Der TÜV Nord war am Freitag zunächst von der "Neuen Osnabrücker Zeitung" mit den Worten zitiert worden, "eine Plakette wird nicht erteilt, wenn ein Autofahrer nicht nachrüsten lässt". Gegenüber SPIEGEL ONLINE wurden diese Aussagen bestätigt. Inzwischen weist der TÜV Nord darauf hin, dass allein eine gesetzliche Regelung die Grundlage für die Erteilung oder Nichterteilung der Plakette sei.

Auf Autobesitzer der vom Dieselskandal betroffenen Fahrzeugen könnten Probleme bei der Hauptuntersuchung zukommen, wenn sie ihr Fahrzeug nicht von Volkswagen nachrüsten lassen. Ist ihr Fahrzeug von dem vom Kraftfahrt-Bundesamt (KBA) angeordneten Rückruf betroffen, haben sie 18 Monate Zeit, es in die Werkstatt zu bringen. Aber noch ist unklar, welche Konsequenz es für die Hauptuntersuchung hat, wenn diese Frist überschritten wird.

Derzeit werde die Motorsoftware, die für die Manipulation verantwortlich ist, ohnehin noch nicht überprüft, weil der entsprechende Rückruf noch laufe, sagte ein Sprecher des TÜV Süd. Erst nach Ende des Rückrufs müssten alle Prüforganisationen in Deutschland nachsehen, ob die Fahrzeuge an der Umrüstaktion teilgenommen hätten.

Wann genau die Frist dafür endet, hängt aber erst einmal vom Fahrzeugtyp ab: Die ersten Benachrichtigungen waren Ende Januar 2016 für den VW Amarok rausgegangen. Die Frist von 18 Monaten endet damit im Juli dieses Jahres. Für alle anderen Fahrzeugmodelle, deren Halter später informiert wurden, würden auch spätere Stichtage gelten, sagte ein Sprecher der Prüforganisation Dekra.

Dekra: "Konkrete Vorgabe liegt bisher nicht vor"
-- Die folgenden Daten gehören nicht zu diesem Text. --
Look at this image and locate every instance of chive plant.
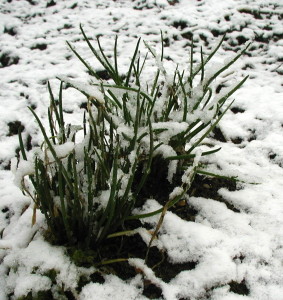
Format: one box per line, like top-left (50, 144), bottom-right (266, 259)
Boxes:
top-left (16, 26), bottom-right (249, 253)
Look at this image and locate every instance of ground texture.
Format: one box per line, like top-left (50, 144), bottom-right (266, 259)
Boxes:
top-left (0, 0), bottom-right (283, 299)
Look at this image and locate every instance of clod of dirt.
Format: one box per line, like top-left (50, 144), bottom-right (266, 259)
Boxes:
top-left (142, 282), bottom-right (163, 299)
top-left (133, 0), bottom-right (154, 10)
top-left (199, 33), bottom-right (209, 45)
top-left (95, 69), bottom-right (111, 80)
top-left (0, 160), bottom-right (11, 170)
top-left (229, 279), bottom-right (250, 295)
top-left (236, 35), bottom-right (249, 45)
top-left (211, 29), bottom-right (221, 37)
top-left (254, 34), bottom-right (270, 44)
top-left (190, 174), bottom-right (240, 213)
top-left (80, 102), bottom-right (88, 110)
top-left (133, 155), bottom-right (174, 207)
top-left (77, 273), bottom-right (105, 293)
top-left (16, 290), bottom-right (54, 300)
top-left (31, 43), bottom-right (48, 51)
top-left (224, 15), bottom-right (230, 21)
top-left (168, 0), bottom-right (179, 5)
top-left (238, 8), bottom-right (263, 19)
top-left (63, 23), bottom-right (73, 29)
top-left (231, 106), bottom-right (245, 114)
top-left (274, 32), bottom-right (283, 42)
top-left (1, 207), bottom-right (9, 213)
top-left (7, 121), bottom-right (24, 136)
top-left (233, 254), bottom-right (245, 263)
top-left (0, 51), bottom-right (19, 68)
top-left (26, 0), bottom-right (37, 5)
top-left (172, 20), bottom-right (188, 30)
top-left (4, 26), bottom-right (17, 36)
top-left (213, 126), bottom-right (226, 142)
top-left (171, 201), bottom-right (198, 222)
top-left (26, 134), bottom-right (32, 151)
top-left (46, 0), bottom-right (56, 8)
top-left (39, 79), bottom-right (48, 85)
top-left (231, 137), bottom-right (243, 144)
top-left (70, 3), bottom-right (77, 9)
top-left (163, 37), bottom-right (170, 47)
top-left (216, 83), bottom-right (227, 94)
top-left (181, 31), bottom-right (193, 40)
top-left (269, 152), bottom-right (276, 160)
top-left (247, 132), bottom-right (256, 142)
top-left (153, 254), bottom-right (197, 283)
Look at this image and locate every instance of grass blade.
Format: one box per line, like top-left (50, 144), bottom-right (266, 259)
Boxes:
top-left (125, 38), bottom-right (141, 87)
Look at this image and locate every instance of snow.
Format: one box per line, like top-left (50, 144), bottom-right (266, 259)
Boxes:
top-left (58, 76), bottom-right (105, 105)
top-left (1, 0), bottom-right (283, 299)
top-left (12, 160), bottom-right (35, 189)
top-left (3, 237), bottom-right (93, 298)
top-left (80, 274), bottom-right (147, 300)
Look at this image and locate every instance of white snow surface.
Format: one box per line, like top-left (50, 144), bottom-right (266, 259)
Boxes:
top-left (0, 0), bottom-right (283, 299)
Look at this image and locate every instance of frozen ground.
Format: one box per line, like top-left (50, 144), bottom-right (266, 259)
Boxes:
top-left (0, 0), bottom-right (283, 299)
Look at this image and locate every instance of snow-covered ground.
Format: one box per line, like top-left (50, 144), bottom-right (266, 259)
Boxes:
top-left (0, 0), bottom-right (283, 299)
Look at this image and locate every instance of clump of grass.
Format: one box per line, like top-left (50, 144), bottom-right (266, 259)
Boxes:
top-left (15, 26), bottom-right (249, 257)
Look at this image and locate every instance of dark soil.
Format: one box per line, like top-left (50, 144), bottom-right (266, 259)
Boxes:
top-left (95, 69), bottom-right (111, 80)
top-left (65, 229), bottom-right (198, 300)
top-left (238, 8), bottom-right (263, 19)
top-left (16, 291), bottom-right (54, 300)
top-left (4, 26), bottom-right (17, 36)
top-left (0, 160), bottom-right (11, 170)
top-left (229, 279), bottom-right (249, 295)
top-left (201, 279), bottom-right (250, 300)
top-left (31, 43), bottom-right (48, 51)
top-left (190, 174), bottom-right (240, 213)
top-left (213, 126), bottom-right (226, 142)
top-left (46, 0), bottom-right (56, 8)
top-left (133, 155), bottom-right (176, 207)
top-left (168, 0), bottom-right (179, 5)
top-left (216, 83), bottom-right (227, 94)
top-left (0, 51), bottom-right (19, 68)
top-left (181, 31), bottom-right (193, 40)
top-left (26, 134), bottom-right (32, 151)
top-left (7, 121), bottom-right (24, 136)
top-left (231, 106), bottom-right (245, 114)
top-left (70, 3), bottom-right (78, 9)
top-left (231, 137), bottom-right (243, 145)
top-left (172, 202), bottom-right (198, 222)
top-left (212, 125), bottom-right (245, 145)
top-left (173, 20), bottom-right (188, 30)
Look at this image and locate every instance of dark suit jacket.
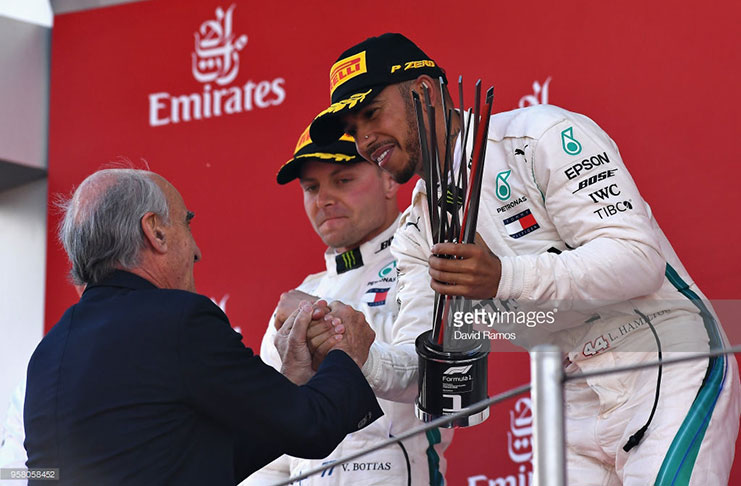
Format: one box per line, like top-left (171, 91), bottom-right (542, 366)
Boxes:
top-left (24, 271), bottom-right (382, 485)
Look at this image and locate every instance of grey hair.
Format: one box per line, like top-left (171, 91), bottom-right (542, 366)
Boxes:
top-left (58, 168), bottom-right (170, 285)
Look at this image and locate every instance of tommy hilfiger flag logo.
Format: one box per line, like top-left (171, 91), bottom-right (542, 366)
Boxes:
top-left (503, 209), bottom-right (540, 239)
top-left (363, 288), bottom-right (390, 307)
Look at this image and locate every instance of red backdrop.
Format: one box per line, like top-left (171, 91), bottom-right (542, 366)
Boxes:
top-left (45, 1), bottom-right (741, 483)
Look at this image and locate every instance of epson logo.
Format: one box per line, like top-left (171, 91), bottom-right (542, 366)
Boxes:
top-left (564, 152), bottom-right (611, 180)
top-left (572, 169), bottom-right (618, 194)
top-left (588, 183), bottom-right (621, 203)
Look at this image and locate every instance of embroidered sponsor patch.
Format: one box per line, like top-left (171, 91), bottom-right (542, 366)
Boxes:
top-left (502, 209), bottom-right (540, 239)
top-left (335, 248), bottom-right (363, 274)
top-left (330, 51), bottom-right (367, 95)
top-left (363, 287), bottom-right (390, 307)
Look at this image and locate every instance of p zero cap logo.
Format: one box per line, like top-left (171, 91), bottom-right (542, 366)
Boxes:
top-left (330, 51), bottom-right (368, 96)
top-left (561, 127), bottom-right (582, 155)
top-left (496, 170), bottom-right (512, 201)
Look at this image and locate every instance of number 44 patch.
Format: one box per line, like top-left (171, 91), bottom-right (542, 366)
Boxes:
top-left (582, 335), bottom-right (610, 357)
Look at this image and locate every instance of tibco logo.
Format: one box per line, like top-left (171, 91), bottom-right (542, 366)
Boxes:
top-left (148, 4), bottom-right (285, 127)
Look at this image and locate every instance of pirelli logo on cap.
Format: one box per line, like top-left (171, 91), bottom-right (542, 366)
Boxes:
top-left (339, 133), bottom-right (355, 143)
top-left (330, 51), bottom-right (367, 95)
top-left (294, 125), bottom-right (312, 153)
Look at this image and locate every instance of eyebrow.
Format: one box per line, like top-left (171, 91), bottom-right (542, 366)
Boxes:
top-left (300, 166), bottom-right (358, 183)
top-left (186, 211), bottom-right (195, 222)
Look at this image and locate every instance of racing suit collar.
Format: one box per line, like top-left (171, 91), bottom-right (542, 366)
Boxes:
top-left (325, 214), bottom-right (402, 276)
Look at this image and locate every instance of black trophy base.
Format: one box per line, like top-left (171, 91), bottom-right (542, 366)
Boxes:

Bei der Dekra erklärt man es so: Es wäre eine rechtlich verbindliche Vorgabe erforderlich, um im Rahmen der Hauptuntersuchung zu prüfen, ob die Rückrufaktion von VW-Fahrzeugen im Zuge des Abgasskandals umgesetzt wurde. "Eine solche konkrete Vorgabe liegt bisher nicht vor", sagte ein Unternehmenssprecher. "Die zuständigen Stellen sind dazu in der Abstimmung."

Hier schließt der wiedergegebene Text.